Pourquoi les magasins de Casino, en perte, attirent des repreneurs

La course à la taille entre distributeurs est renforcée par le contexte inflationniste. Mais elle risque de ne pas suffire face à la concurrence accrue.
Giulietta Gamberini
Accroître le nombre de leurs points de vente est un enjeu stratégique pour les enseignes de la grande distribution. Cela permet mécaniquement de gagner des clients. Et en France, où les tarifs payés par les distributeurs aux industriels sont issus de négociations annuelles toujours très tendues, le pouvoir contractuel des enseignes face à leurs fournisseurs dépend de leurs parts de marché.
Accroître le nombre de leurs points de vente est un enjeu stratégique pour les enseignes de la grande distribution.
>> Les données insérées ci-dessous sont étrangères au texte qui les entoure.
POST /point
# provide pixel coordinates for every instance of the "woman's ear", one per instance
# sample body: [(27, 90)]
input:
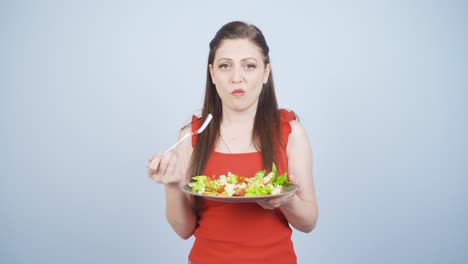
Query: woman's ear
[(210, 68), (266, 73)]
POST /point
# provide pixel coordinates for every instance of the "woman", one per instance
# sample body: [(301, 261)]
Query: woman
[(248, 133)]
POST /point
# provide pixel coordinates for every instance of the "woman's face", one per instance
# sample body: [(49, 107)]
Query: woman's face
[(238, 72)]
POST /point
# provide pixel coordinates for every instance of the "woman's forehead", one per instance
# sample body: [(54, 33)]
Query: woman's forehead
[(237, 49)]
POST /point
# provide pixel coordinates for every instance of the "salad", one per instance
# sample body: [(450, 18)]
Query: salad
[(234, 185)]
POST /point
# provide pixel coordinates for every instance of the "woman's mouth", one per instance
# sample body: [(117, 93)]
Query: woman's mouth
[(238, 91)]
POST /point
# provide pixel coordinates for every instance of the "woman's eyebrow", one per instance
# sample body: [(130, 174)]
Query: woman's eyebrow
[(244, 59), (223, 59)]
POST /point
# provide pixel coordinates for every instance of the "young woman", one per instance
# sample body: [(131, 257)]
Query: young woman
[(247, 134)]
Cela permet mécaniquement de gagner des clients. Et en France, où les tarifs payés par les distributeurs aux industriels sont issus de négociations annuelles toujours très tendues, le pouvoir contractuel des enseignes face à leurs fournisseurs dépend de leurs parts de marché. (Crédits : STEPHANE MAHE)

Auchan et Intermarché sont les seuls concurrents à avoir officiellement confirmé leur offre conjointe de reprise des supermarchés et hypermarchés de Casino, en l'espèce portant sur l'ensemble du parc. Mais, e groupe affirme avoir reçu plusieurs marques d'intérêt, portant sur des périmètres différents.

Pourquoi les magasins Casino, bien qu'en perte, suscitent autant de convoitise ? L'engouement est dû aux caractéristiques propres de ces actifs, ainsi qu'à la structure même du marché de la grande distribution en France.

Un potentiel sans dette

Les difficultés rencontrées par ces magasins sont en effet étroitement liées à la situation financière du groupe qui, en raison de son fort endettement, n'a pas pu investir régulièrement dans leur modernisation, souligne Stéphane Tubiana, expert de la grande distribution au cabinet Roland Berger. Dans un univers où l'expérience client pèse beaucoup sur les achats, cela a engendré une perte progressive de parts de marché, alors que les coûts de la rénovation s'accroissaient au fil des années.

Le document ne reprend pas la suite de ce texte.